Soon the two brothers launched themselves into what they believed to be their “mission.” They set about the task of making the Indian people obey all those rules they had followed so soberly in their university days. But the Indians did not see the value of it all, and their work was a failure. After one year, Charles took sick and the brothers were forced to return to England. They went back greatly discouraged.
Then Charles made contact with a group of Christians who held to similar beliefs to the missionaries he had met on the trip. And through their teaching he finally understood that the way to peace is not a “do” but a “done.” Not that good conduct was unimportant. But there was something needed first. Something deeper, and life-changing. It was not what he could do for God that would bring rest to his soul, but what Christ had already done for him on the cross. He learned that “Christ died for our sins” (I Cor. 15:3). He learned that when a person puts his faith in Christ, God credits the righteousness of Christ to his account, as a free gift of His grace (Rom. 3:20-21; II Cor. 5:21).

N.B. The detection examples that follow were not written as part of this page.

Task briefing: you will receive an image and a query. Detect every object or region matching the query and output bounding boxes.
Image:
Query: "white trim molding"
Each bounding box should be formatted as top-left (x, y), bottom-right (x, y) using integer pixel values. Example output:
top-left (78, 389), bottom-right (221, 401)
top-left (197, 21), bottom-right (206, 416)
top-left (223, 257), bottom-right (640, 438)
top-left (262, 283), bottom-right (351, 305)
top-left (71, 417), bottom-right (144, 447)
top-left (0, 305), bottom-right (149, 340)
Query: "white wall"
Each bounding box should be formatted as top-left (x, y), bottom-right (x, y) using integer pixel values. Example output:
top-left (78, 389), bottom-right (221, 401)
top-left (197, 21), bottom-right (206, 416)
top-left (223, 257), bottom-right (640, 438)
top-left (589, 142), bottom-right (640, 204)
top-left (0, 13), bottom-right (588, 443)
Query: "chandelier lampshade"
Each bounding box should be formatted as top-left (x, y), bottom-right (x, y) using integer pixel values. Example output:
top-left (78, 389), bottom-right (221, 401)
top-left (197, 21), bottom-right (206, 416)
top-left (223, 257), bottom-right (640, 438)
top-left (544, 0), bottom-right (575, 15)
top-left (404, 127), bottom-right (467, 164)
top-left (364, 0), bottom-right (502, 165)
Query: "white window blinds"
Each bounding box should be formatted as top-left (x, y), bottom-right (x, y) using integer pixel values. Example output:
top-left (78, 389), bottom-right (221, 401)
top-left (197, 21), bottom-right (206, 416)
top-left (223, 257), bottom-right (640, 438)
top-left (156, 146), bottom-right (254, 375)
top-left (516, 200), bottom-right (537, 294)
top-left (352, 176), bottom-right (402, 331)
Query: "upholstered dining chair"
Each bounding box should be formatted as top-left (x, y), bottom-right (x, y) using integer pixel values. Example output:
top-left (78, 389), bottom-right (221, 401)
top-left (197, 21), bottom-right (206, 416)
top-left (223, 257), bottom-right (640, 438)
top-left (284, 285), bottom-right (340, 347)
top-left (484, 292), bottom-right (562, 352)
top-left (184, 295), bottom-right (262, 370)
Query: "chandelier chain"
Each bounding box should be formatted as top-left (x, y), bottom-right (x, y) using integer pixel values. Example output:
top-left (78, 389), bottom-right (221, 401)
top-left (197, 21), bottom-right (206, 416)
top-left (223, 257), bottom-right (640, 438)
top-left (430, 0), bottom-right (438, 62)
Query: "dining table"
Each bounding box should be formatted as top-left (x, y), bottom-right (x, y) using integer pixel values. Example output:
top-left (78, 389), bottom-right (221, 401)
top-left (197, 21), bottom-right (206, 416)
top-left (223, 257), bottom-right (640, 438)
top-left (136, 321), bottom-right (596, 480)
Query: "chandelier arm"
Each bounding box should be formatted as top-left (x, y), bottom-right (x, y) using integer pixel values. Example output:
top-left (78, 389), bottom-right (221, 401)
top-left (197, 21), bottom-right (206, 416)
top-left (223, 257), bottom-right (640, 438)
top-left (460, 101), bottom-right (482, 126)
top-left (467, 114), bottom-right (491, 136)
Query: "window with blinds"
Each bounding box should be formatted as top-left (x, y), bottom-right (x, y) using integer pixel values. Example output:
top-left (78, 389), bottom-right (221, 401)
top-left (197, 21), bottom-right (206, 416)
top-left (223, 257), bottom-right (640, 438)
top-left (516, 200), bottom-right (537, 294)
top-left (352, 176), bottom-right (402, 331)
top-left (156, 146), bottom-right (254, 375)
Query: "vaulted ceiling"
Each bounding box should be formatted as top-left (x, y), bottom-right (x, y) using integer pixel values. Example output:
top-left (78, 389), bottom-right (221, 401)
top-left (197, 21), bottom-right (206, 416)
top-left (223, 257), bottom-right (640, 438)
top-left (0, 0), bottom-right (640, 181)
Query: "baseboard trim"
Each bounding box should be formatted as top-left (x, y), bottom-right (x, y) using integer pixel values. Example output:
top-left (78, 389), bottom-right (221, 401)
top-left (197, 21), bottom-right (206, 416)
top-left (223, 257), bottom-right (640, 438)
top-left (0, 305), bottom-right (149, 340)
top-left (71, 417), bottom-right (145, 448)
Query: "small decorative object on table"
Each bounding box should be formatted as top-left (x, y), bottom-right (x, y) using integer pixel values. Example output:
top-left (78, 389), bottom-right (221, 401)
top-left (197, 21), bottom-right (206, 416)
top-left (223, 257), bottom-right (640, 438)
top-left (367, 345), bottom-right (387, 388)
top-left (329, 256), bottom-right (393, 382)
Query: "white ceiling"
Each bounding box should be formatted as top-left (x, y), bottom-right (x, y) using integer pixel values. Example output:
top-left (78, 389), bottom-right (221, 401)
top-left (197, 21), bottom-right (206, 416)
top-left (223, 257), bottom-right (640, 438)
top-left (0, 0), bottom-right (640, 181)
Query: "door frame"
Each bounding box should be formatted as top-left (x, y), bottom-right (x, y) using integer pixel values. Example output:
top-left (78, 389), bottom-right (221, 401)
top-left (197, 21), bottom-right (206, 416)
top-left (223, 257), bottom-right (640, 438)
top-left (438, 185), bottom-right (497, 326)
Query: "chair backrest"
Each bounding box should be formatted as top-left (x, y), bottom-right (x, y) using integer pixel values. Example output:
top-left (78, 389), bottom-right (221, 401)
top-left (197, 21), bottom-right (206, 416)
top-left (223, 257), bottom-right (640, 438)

Three days later, his brother John made the same discovery. The two brothers–John (1703-1791) and Charles (1707-1788) Wesley– then launched an evangelistic ministry that would be the greatest the English-speaking world has ever seen. And Charles wrote a hymn expressing his wonder at the love of God. We call it, “And Can It Be?”–an expression of utter amazement. It begins, “And can it be that I should gain an interest in the Saviour’s blood? / Died He for me, who caused His pain? For me, who Him to death pursued? / Amazing love! How can it be that Thou, my God, shouldst die for me?”